Rennwald Jean-Claude · Nationalrat · 2003-09-16
Rennwald Jean-Claude · Nationalrat · Jura · Sozialdemokratische Fraktion · 2003-09-16
Wortprotokoll
Je ne pensais plus intervenir dans ce débat, mais je prends tout de même la parole quelques instants parce que j'aimerais que cette discussion se termine dans une certaine sérénité, pour ne pas dire dans une sérénité certaine. Pour cela, il faut en revenir aux faits car, comme tout le monde le sait, les faits sont têtus.
Nous sommes ici en présence de deux propositions de minorité. La proposition de minorité I (Schlüer) est excessive, donc je la traiterai à la fin. La proposition de minorité II (Fischer) n'est ni illégitime ni stupide, mais à mes yeux, et c'est le point de vue de la majorité de la commission, elle est superfétatoire et problématique. Elle est superfétatoire et problématique pour quatre raisons:
1. Je crois qu'il faut s'en tenir au texte. A l'article 1er de l'arrêté on dit: "Un crédit de programme de 4400 millions de francs est alloué pour une période minimale de quatre ans ....", comme je l'ai déjà dit lors du débat d'entrée en matière. Donc, au bout de quatre ans, tout le crédit ne sera pas forcément épuisé.
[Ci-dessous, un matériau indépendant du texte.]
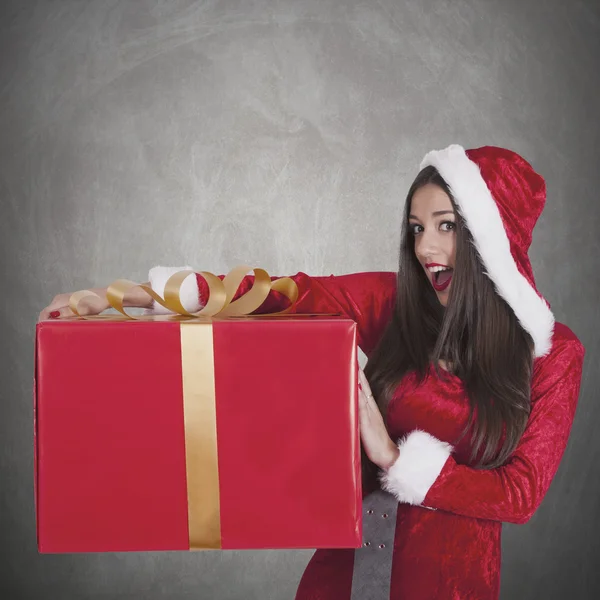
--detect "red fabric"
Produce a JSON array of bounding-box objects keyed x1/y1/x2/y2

2. S'il est vrai qu'on a un crédit-cadre de 4,4 milliards de francs, les crédits de paiement représentent un total de 3,9 milliards de francs.
3. Si on s'en tient à ces crédits de paiement, on constate que l'augmentation est relativement modeste et n'atteint pas des hauteurs infernales puisqu'elle est de 3 pour cent.
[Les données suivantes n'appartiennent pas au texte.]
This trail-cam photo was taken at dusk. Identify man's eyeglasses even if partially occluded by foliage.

4. Cette raison est liée aux précédentes: ce que je viens de dire nous permet d'affirmer que ces sommes s'inscrivent dans le cadre du programme d'allègement budgétaire. J'ajouterai encore qu'à ma connaissance, il n'y a eu aucune remise en question du montant consacré à l'aide au développement par les commissions parlementaires qui s'occupent de ce programme d'allègement budgétaire.
Mais je pense aussi, Monsieur Fischer, que votre proposition de minorité II présente un certain danger. 400 millions de francs en moins, du point de vue de la coopération au développement, ce n'est pas rien. C'est susceptible de démobiliser nos coopérants qui sont sur le terrain et d'attirer les foudres non seulement des pays qui comptent sur notre aide, mais aussi des autres pays donateurs. Donc, c'est prendre aussi le risque de s'attirer les foudres d'une partie importante de la communauté internationale.
Pour cela je vous demande, au nom de la majorité de la commission, de rejeter la proposition de minorité II.
S'agissant de la proposition de minorité I, je serai très bref, parce qu'en fait, Monsieur Schlüer, vous savez très bien que la proposition que vous faites à l'alinéa 1er de l'article 1er est étroitement liée à celle que vous formulez à la lettre e de l'article 2, puisque vous demandez la suppression des contributions générales à des institutions internationales. Je crois que, sur ce plan-là, j'ai déjà expliqué lors du débat d'entrée en matière que, si la Suisse peut faire beaucoup seule en matière d'aide au développement, elle ne peut pas faire tout toute seule, et que, dans un certain nombre de cas et de circonstances, elle doit agir de concert avec le reste de la communauté internationale.
Pour ces raisons, je vous demande aussi de rejeter la proposition de minorité I, car rejeter cette proposition, c'est aussi faire preuve d'humilité.